In such a way that the authorities were forced to approve the expansion of the colony outside the walls, at a distance of about 500 meters that would allow the cannons of Fort Amsterdam to target ships offshore, with no buildings in between.
This new settlement, Pietermaai, extended to the south-east of Punda and the Waaigat inlet that delimits it to the north.
We confirm in Punda, the most urban profile of Willemstad, full of four and five-story buildings of corsage, culminating in attic waters with a jagged facade, in an obvious transposition of the architecture of Amsterdam and from other parts of the Dutch metropolis.
And, emerging from the complex, the synagogue of Curaçao, built by Sephardic Jews who arrived from Holland and Brazil, is today the oldest synagogue in the Americas, with a sand floor, as has become customary in the Caribbean.
There we sat and followed the dissertation of an American rabbi who unwound it tim-tim by tim-tim with each new group of visitors.
The Secular Villas of Pietermaai and the “Dutch” Buildings of Punda
In Pietermaai, aging houses predominate, ladies of a dazzling colonial decadence. Some have been transformed into bars and restaurants that combine old but elegant furniture with murals, paintings and other creative decorations.
Willemstad is, throughout, a dazzling street art gallery filled with three-dimensional murals that take advantage of the shapes of water meters and other inspiring creative features.
Due to hyperinflated prices, its marginal is reserved for cruise passengers.
Further in, the inevitable multinational franchises are also present.
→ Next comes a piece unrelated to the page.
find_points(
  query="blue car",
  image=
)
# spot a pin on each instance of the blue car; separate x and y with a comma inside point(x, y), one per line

Despite the successive tides of disembarked tourists, Willemstad preserves some old and genuine nooks and crannies.
The tavern that advertises snacks from krioyo kuminda that we identified without much effort: the pasty, Serbes i refreshment, pan ku krokèt, ku frikandel ou ku hotdog.
Elsewhere, the eccentric traditional iguana soup is also served at Plasa Bieu!, the gastronomic extension of the Old Market.
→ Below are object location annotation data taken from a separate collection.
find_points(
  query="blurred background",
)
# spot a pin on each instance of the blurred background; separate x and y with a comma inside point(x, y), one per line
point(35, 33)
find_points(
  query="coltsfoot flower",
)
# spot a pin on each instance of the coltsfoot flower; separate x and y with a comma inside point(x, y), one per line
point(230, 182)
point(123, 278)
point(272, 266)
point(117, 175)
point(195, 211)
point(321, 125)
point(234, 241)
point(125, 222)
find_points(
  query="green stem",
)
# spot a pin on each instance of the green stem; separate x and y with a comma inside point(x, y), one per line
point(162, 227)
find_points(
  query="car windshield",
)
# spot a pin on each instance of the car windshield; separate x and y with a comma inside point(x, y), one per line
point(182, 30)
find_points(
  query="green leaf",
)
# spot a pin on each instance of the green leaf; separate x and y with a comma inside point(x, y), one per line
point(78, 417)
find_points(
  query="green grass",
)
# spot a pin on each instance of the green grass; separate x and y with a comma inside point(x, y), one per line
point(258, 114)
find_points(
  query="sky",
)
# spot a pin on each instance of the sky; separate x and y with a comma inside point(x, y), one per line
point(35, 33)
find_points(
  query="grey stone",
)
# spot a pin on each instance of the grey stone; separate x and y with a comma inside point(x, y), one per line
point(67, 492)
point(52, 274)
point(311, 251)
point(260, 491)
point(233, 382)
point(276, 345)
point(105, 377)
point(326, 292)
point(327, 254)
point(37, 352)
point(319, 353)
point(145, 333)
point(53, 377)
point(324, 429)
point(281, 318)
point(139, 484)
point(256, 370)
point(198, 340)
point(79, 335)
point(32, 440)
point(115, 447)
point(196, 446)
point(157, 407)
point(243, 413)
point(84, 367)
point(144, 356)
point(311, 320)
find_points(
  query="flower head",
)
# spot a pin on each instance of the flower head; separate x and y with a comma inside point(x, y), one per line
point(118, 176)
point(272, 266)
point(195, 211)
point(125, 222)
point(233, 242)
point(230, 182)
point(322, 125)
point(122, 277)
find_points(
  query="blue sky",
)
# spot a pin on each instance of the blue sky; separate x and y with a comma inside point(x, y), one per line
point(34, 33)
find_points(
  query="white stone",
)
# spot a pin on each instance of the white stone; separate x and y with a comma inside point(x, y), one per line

The Influx of Venezuelan Migrants and their Culture
A few years ago, this market had a floating fruit and vegetable wing over the waters of Waigaat that depended on the arrival of products and vendors from neighboring Venezuela.
It ceased to function when President Nicolas Maduro ordered the closing of the borders with the ABC islands. Condemned by the poverty that is spreading in their nation, Venezuelans continue to arrive, many of them (almost all) by illegal means.
They settle in and enrich Curaçao's centuries-old ethnic and cultural melting pot.
At dusk, sitting on one of Handelskade's terraces, we heard some of them chattering in the soft Castilian of the southern Caribbean.
And, shortly thereafter, captivate customers with generous singing of rumba, reggaeton and other Latin American hits.
At that time, due to some navigational need, the port authorities kept the mobile bridge retracted. To replace it, they made available a small ferry with a high deck.
Pleased with the variant, we complete the journey on top of it.
One and another time. To and fro, until we get fed up.
Crossing to the Discovery of Otrobanda and Scharloo
Finally, we will disembark to discover Otrobanda, the neighborhood opposite Punda, its rival almost mirrored, although without the same architectural fascination on the other side of Sint Anna Bay, referred to as the “Hispanic side”, due to the profile of its inhabitants .
There we visited the Kurá Hulanda anthropological museum, which exhibits and explains the history of the slave trade in the Atlantic. Yflen Florentina, herself, a descendant of slaves living in Curaçao, guides us.
Until it gets dark. We descend back to Sint Anna Bay. From its edge, we admire the artificial lighting of Handelskade's front rising out of the twilight.
We went back to the bridge, which is operational again. We return to the banks of Waigaat.
We venture into Scharloo, the fourth district of Willemstad, in its genesis, an abandoned plantation where, later, wealthy Jewish merchants raised their villas.
It evolved, thus, to become the city's graffiti sector, until, around 1960, it entered another one of the delicious declines of the island.
There we sat on a popular terrace. There we enjoy cold Brion beers. We had the time on our own. Willemstad and Curaçao deserved so much more.